Call GLM using model matrix \(X_z\), penalty function \({\beta{^T_z}}Z^TSZ\beta_z\) to get coefficient estimates of \(\beta_z\)
Convert \(\beta_z\) to \(\beta\) using \(\beta = Z\beta_z\) and performing scoring with \(\beta\) and the original model matrix \(X\).

Examples¶

Below are simple examples showing how to use GAM in R and Python.

library(h2o)
h2o.init()

# create frame knots
knots1 <- c(-1.99905699, -0.98143075, 0.02599159, 1.00770987, 1.99942290)
frame_Knots1 <- as.h2o(knots1)
knots2 <- c(-1.999821861, -1.005257990, -0.006716042, 1.002197392, 1.999073589)
frame_Knots2 <- as.h2o(knots2)
knots3 <- c(-1.999675688, -0.979893796, 0.007573327, 1.011437347, 1.999611676)
frame_Knots3 <- as.h2o(knots3)

# import the dataset
h2o_data <- h2o.importFile("https://s3.amazonaws.com/h2o-public-test-data/smalldata/glm_test/multinomial_10_classes_10_cols_10000_Rows_train.csv")

# Convert the C1, C2, and C11 columns to factors
h2o_data["C1"] <- as.factor(h2o_data["C1"])
h2o_data["C2"] <- as.factor(h2o_data["C2"])
h2o_data["C11"] <- as.factor(h2o_data["C11"])

# split into train and test sets
splits <- h2o.splitFrame(data = h2o_data, ratios = 0.8)
train <- splits[[1]]
test <- splits[[2]]

# Set the predictor and response columns
predictors <- colnames(train[1:2])
response <- 'C11'

# specify the knots array
numKnots <- c(5, 5, 5)

# build the GAM model
gam_model <- h2o.gam(x = predictors,
                     y = response,
                     training_frame = train,
                     family = 'multinomial',
                     gam_columns = c("C6", "C7", "C8"),
                     scale = c(1, 1, 1),
                     num_knots = numKnots,
                     knot_ids = c(h2o.keyof(frame_Knots1), h2o.keyof(frame_Knots2), h2o.keyof(frame_Knots3)))

# get the model coefficients
coefficients <- h2o.coef(gam_model)

# generate predictions using the test data
pred <- h2o.predict(object = gam_model, newdata = test)

import h2o
from h2o.estimators.gam import H2OGeneralizedAdditiveEstimator
h2o.init()

# create frame knots
knots1 = [-1.99905699, -0.98143075, 0.02599159, 1.00770987, 1.99942290]
frameKnots1 = h2o.H2OFrame(python_obj=knots1)
knots2 = [-1.999821861, -1.005257990, -0.006716042, 1.002197392, 1.999073589]
frameKnots2 = h2o.H2OFrame(python_obj=knots2)
knots3 = [-1.999675688, -0.979893796, 0.007573327,1.011437347, 1.999611676]
frameKnots3 = h2o.H2OFrame(python_obj=knots3)

# import the dataset
h2o_data = h2o.import_file("https://s3.amazonaws.com/h2o-public-test-data/smalldata/glm_test/multinomial_10_classes_10_cols_10000_Rows_train.csv")

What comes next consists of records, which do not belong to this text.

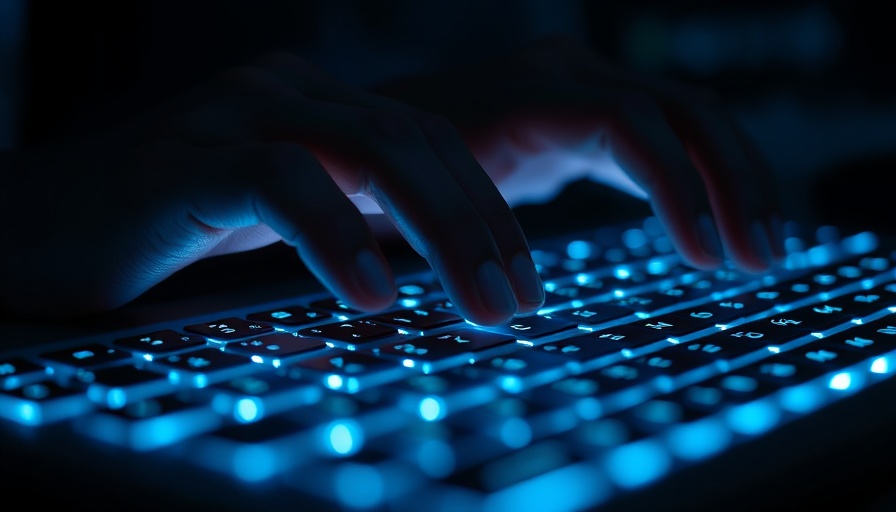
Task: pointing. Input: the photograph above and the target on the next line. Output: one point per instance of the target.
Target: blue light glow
(880, 365)
(116, 399)
(698, 440)
(344, 437)
(333, 381)
(753, 418)
(841, 381)
(578, 250)
(801, 399)
(515, 433)
(637, 464)
(254, 463)
(247, 410)
(435, 458)
(360, 485)
(431, 408)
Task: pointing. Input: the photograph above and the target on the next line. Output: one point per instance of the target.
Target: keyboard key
(202, 367)
(452, 347)
(152, 423)
(42, 403)
(118, 386)
(350, 333)
(252, 397)
(348, 371)
(272, 348)
(231, 328)
(87, 356)
(532, 327)
(18, 371)
(290, 316)
(592, 314)
(158, 342)
(335, 306)
(417, 320)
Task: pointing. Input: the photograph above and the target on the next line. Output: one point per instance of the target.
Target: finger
(738, 181)
(284, 187)
(449, 147)
(444, 204)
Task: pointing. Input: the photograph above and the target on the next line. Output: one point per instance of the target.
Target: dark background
(811, 81)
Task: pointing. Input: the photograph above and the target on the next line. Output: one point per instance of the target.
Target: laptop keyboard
(637, 367)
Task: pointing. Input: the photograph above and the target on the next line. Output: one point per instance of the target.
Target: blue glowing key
(290, 316)
(118, 386)
(44, 402)
(152, 423)
(17, 371)
(231, 328)
(158, 342)
(205, 366)
(272, 348)
(86, 356)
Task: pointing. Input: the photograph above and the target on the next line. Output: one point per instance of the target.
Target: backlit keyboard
(637, 368)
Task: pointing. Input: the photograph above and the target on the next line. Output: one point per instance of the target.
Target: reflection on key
(118, 386)
(152, 423)
(253, 397)
(43, 402)
(17, 371)
(438, 351)
(350, 333)
(348, 371)
(271, 349)
(202, 367)
(159, 342)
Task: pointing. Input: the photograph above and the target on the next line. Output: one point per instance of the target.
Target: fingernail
(495, 290)
(709, 237)
(528, 283)
(761, 243)
(776, 230)
(373, 275)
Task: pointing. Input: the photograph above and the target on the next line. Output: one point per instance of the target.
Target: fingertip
(374, 281)
(527, 283)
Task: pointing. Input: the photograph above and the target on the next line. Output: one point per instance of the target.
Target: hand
(557, 112)
(258, 154)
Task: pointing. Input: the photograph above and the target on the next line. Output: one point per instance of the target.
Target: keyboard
(641, 378)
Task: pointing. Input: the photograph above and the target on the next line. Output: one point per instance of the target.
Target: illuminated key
(159, 342)
(202, 367)
(17, 371)
(227, 329)
(272, 348)
(43, 402)
(291, 316)
(87, 356)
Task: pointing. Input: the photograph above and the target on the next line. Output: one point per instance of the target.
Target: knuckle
(392, 126)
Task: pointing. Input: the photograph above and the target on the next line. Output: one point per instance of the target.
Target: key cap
(349, 334)
(348, 371)
(417, 320)
(42, 403)
(86, 356)
(437, 351)
(228, 329)
(17, 371)
(335, 306)
(199, 368)
(117, 386)
(158, 342)
(273, 348)
(532, 327)
(290, 316)
(152, 423)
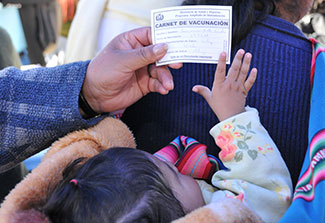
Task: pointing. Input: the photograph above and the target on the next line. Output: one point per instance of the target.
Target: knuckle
(143, 54)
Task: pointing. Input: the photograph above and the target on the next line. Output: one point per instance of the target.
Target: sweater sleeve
(37, 107)
(256, 173)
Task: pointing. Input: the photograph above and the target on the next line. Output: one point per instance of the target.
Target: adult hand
(118, 76)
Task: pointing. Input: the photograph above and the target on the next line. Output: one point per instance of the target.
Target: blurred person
(96, 22)
(281, 93)
(41, 24)
(9, 57)
(38, 106)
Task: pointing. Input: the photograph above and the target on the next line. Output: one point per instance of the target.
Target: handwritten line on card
(194, 34)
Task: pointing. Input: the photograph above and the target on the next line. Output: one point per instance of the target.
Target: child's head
(122, 185)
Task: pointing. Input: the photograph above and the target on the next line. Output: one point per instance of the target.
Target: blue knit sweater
(37, 107)
(281, 93)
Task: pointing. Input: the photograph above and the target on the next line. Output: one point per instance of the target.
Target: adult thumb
(144, 56)
(203, 91)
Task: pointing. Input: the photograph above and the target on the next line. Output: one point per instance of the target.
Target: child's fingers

# convert the C1, C2, and C11 columns to factors
h2o_data["C1"] = h2o_data["C1"].asfactor()
h2o_data["C2"] = h2o_data["C2"].asfactor()
h2o_data["C11"] = h2o_data["C11"].asfactor()

# split into train and validation sets
train, test = h2o_data.split_frame(ratios = [.8])

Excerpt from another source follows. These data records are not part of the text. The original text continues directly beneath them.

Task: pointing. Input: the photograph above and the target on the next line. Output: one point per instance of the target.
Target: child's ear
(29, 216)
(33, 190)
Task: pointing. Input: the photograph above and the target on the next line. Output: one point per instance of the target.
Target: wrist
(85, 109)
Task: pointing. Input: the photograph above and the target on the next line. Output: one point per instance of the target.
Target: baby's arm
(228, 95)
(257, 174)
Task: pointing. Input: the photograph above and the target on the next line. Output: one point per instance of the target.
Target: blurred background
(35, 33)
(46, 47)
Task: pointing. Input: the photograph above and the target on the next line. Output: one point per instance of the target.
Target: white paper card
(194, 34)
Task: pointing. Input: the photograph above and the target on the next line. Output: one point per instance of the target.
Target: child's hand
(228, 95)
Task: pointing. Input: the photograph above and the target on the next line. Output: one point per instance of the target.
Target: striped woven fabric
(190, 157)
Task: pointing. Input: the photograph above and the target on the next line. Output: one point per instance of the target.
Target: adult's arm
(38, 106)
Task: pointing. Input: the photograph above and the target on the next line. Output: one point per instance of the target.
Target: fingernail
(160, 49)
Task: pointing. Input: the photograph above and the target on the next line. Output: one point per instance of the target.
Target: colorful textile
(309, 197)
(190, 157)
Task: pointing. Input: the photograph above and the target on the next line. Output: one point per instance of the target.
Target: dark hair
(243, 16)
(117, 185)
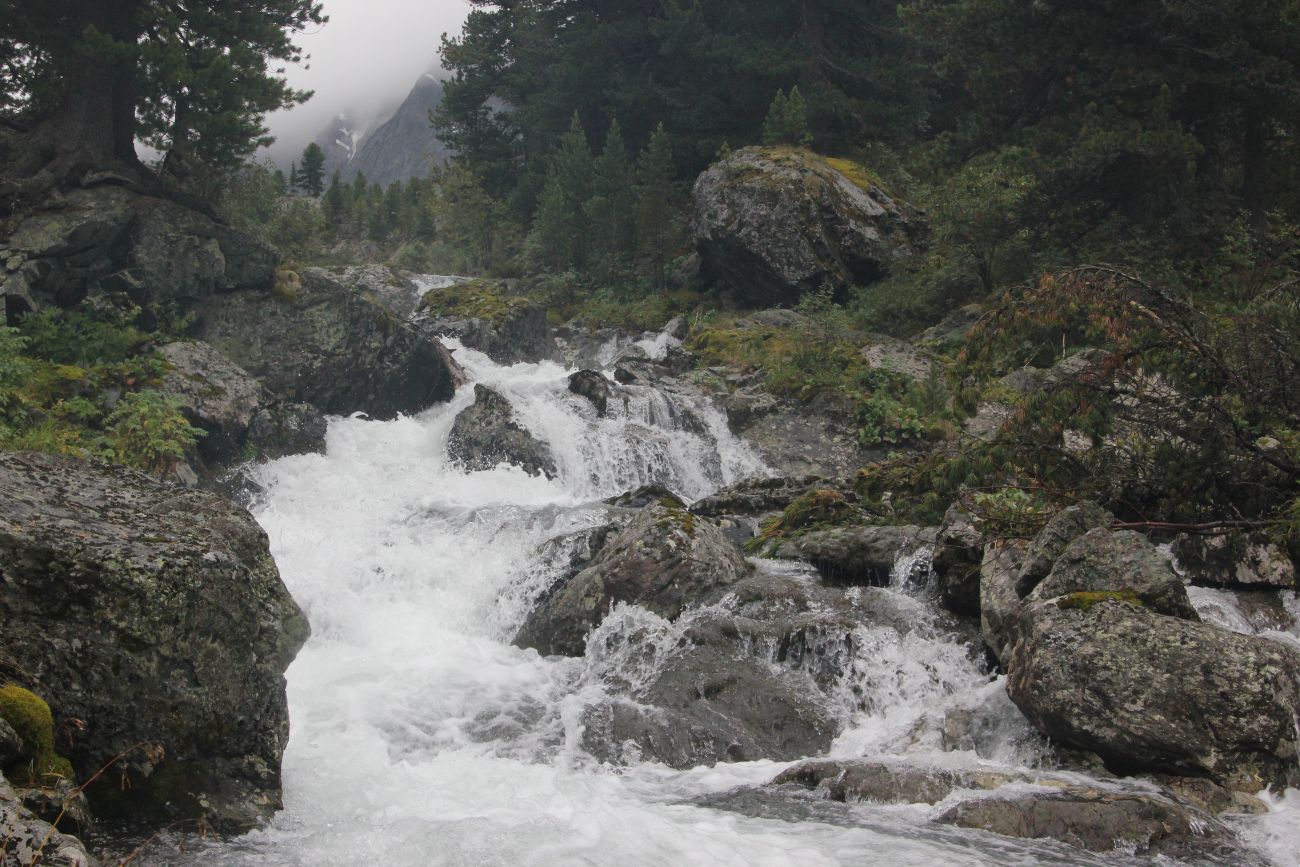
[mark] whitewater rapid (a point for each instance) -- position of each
(420, 736)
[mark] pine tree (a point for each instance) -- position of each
(311, 177)
(787, 120)
(334, 203)
(560, 226)
(657, 207)
(611, 208)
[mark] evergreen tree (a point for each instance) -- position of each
(611, 208)
(658, 206)
(334, 203)
(194, 78)
(560, 228)
(311, 177)
(787, 120)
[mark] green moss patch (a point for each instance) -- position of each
(31, 720)
(1087, 599)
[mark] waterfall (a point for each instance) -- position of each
(420, 736)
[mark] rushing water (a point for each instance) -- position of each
(421, 737)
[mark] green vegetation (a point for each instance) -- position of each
(79, 382)
(1087, 599)
(30, 718)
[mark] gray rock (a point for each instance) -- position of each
(1052, 541)
(329, 346)
(1000, 602)
(709, 706)
(154, 250)
(1117, 562)
(485, 434)
(663, 560)
(593, 386)
(11, 745)
(775, 222)
(891, 781)
(219, 395)
(856, 554)
(958, 553)
(1149, 692)
(755, 497)
(1247, 560)
(507, 328)
(1101, 820)
(156, 615)
(29, 841)
(287, 429)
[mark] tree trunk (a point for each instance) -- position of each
(95, 126)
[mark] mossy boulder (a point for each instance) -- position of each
(30, 719)
(1148, 692)
(156, 616)
(332, 346)
(772, 222)
(489, 316)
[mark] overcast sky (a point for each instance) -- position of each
(365, 59)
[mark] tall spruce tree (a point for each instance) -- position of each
(100, 74)
(311, 174)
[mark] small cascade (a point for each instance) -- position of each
(420, 736)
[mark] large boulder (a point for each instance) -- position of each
(775, 222)
(489, 316)
(1246, 560)
(111, 239)
(321, 342)
(1117, 562)
(857, 554)
(156, 616)
(237, 414)
(26, 840)
(1151, 692)
(958, 553)
(485, 434)
(663, 560)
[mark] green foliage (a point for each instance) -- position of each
(147, 430)
(30, 718)
(788, 120)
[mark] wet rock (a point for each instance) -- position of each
(234, 410)
(485, 434)
(489, 316)
(857, 554)
(775, 222)
(1052, 541)
(1000, 602)
(29, 841)
(155, 615)
(1149, 692)
(646, 495)
(755, 497)
(889, 781)
(593, 386)
(958, 553)
(709, 706)
(1117, 562)
(287, 429)
(663, 560)
(1246, 560)
(152, 250)
(1099, 820)
(11, 745)
(329, 346)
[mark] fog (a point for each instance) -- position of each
(363, 63)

# set the predictor and response columns
y = "C11"
x = ["C1","C2"]

# specify the knots array
numKnots = [5,5,5]

# build the GAM model
h2o_model = H2OGeneralizedAdditiveEstimator(family='multinomial',
                                            gam_columns=["C6","C7","C8"],
                                            scale=[1,1,1],
                                            num_knots=numKnots,
                                            knot_ids=[frameKnots1.key, frameKnots2.key, frameKnots3.key])
h2o_model.train(x=x, y=y, training_frame=train)

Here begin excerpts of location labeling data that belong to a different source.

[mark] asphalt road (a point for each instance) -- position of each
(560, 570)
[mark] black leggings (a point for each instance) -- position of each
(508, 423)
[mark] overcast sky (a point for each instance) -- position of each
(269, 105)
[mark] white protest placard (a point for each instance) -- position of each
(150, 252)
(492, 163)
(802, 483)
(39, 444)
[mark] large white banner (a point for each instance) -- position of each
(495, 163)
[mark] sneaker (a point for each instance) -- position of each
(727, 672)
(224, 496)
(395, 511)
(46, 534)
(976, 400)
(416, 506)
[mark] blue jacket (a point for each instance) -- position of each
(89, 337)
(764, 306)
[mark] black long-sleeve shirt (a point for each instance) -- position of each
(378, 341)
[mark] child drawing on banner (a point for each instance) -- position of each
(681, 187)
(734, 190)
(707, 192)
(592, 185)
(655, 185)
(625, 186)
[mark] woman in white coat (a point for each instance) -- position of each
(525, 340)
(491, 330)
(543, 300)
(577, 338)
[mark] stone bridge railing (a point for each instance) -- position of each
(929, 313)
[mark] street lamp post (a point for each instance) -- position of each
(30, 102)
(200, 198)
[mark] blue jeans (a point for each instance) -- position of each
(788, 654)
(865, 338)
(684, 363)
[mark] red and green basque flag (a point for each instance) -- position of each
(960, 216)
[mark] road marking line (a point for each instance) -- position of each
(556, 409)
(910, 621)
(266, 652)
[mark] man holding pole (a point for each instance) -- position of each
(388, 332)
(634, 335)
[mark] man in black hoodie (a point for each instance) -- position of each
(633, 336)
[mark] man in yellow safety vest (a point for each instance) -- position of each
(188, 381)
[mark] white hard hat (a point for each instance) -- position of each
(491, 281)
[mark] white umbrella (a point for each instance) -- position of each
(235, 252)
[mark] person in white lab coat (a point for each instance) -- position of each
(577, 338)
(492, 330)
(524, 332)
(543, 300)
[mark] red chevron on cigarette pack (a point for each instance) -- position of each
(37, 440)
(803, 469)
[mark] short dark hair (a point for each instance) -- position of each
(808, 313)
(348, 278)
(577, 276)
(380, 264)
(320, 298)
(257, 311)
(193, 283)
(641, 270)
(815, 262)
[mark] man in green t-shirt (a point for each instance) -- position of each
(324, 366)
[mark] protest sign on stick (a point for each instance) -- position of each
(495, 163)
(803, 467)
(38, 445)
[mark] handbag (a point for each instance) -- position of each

# get the model coefficients
h2oCoeffs = h2o_model.coef()

# generate predictions using the test data
pred = h2o_model.predict(test)

References¶

Simon N. Wood, Generalized Additive Models: An Introduction with R, Texts in Statistical Science, CRC Press, Second Edition.

T.J. Hastie, R.J. Tibshirani, Generalized Additive Models, Chapman and Hall, First Edition, 1990.